The Trust remains far from convinced that the proposed deal is in the best long-term interests of the football club.
From the little information we have, it appears that the deal best serves the short-term interests of its overseas owners, David Bower and Kelvin Thomas. The Trust fears that the proposed deal will see any football club profits wiped out by the loan repaid to the owners, leaving the club with minimal investment benefit, no cash in the bank and no land asset.
The Trust told the meeting that any deal represented a very rare opportunity to finally move the football club, and the town of Northampton, forward. And we have asked the council to consider a partnership approach towards bringing forward an infrastructure foundation through which Cobblers fans, the club's owners and the local authority could invest monies and expertise to uplift the fortunes of the football club off the field as much as on it.
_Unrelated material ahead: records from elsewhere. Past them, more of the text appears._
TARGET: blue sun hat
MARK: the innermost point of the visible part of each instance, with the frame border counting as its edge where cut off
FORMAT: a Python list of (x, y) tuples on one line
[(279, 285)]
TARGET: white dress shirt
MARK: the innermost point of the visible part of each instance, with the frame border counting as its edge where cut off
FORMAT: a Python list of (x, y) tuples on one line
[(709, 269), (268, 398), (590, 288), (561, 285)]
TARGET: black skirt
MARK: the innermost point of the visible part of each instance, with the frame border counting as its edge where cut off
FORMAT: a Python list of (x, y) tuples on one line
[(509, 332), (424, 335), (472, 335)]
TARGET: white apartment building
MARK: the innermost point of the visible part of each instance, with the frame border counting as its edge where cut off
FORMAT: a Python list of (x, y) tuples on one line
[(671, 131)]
The prevailing lack of transparency around the current deal chimes alarmingly with the situation seven years ago, when millions of pounds of public money vanished on what was then Northampton Borough Council's watch.
The Trust would support and welcome any owner of the football club who clearly and openly demonstrates that he or she has the club's best long-term interests at heart.
- With regard to the incompleted East Stand, does £3 million really equate to value for money when it adds just 200 more seats, 18 executive boxes and some lounges?
- Why do the present development plans include building a logistics shed on the club's historic land footprint behind the East Stand which is protected as an Asset of Community Value?
- Do we not now not have a great chance to finally realise the potential of Sixfields stadium and build something much more impressive to benefit both the football club and the local community?
- Do we really have to have an industrial unit virtually up against the back of the East Stand?
- Why can't that land be appointed for say practice pitches, a training ground, an athletics or other community sport facility?
- Or a hotel, a conference centre, a fanzone - something with community benefit and income potential?
- Why another featureless unit to go alongside the others earmarked for the rest of the development site?
Northampton's sports teams are great assets for the town - they should be nurtured and valued and encouraged to help make the town the best it can be.
The town's local plan is as much about maximising a health and wellbeing strategy as it is about economic development. So many other football clubs are benefiting from progressive partnership working. Coventry, Leicester, Peterborough, Milton Keynes and Luton are all within a 50-mile radius of Northampton - and they are leaving Northampton behind.
For the largest town in the country this cannot be seen as acceptable.